Cal Fire said it was “a very active night for firefighters” with temperatures above average even at the higher elevations and low humidity.

But worrisome winds predicted didn’t cause major problems or push any areas further out of control, according to Cal Fire.

No additional structures in Sonoma County were destroyed beyond the 67 already known. Napa County had tallied 153 structures destroyed, the same as Thursday.

Downed trees and other vegetation made the firefight challenging, the agency said, and threatened the fire line. Dry fuels continue to be a threat as well.

More than 2,517 personnel are fighting the blaze, which started Sunday morning in Napa County and ate its way westward with the aid of swift winds.

Aircraft will again drop water and retardant from above as conditions allow on Friday.

Cal Fire will hold a detailed briefing on its fire strategy at 11 a.m. Friday, which will be broadcast live on its Facebook page.

A red flag warning remains in effect through 6 a.m. Saturday in the North Bay Mountains, meaning the fire risk is heightened because of hot, dry, windy conditions.

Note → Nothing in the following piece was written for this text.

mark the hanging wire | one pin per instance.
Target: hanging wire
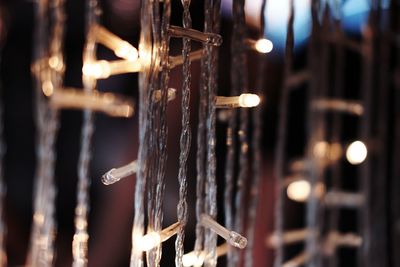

Northwest winds of 10-20 mph with gusts of up to 30 mph at the higher elevations are expected.

The weather service predicts smoke will be pushed toward Sonoma this afternoon with winds coming from the northwest.

Air quality again will be poor, remaining in the unhealthy range through at least Sunday, according to the AirNow EPA models.

Mayor Tom Schwedhelm said Friday morning a local assistance center would be open soon, likely at Maria Carrillo High School, to help fire survivors with recovery efforts.

Details on that should come later Friday.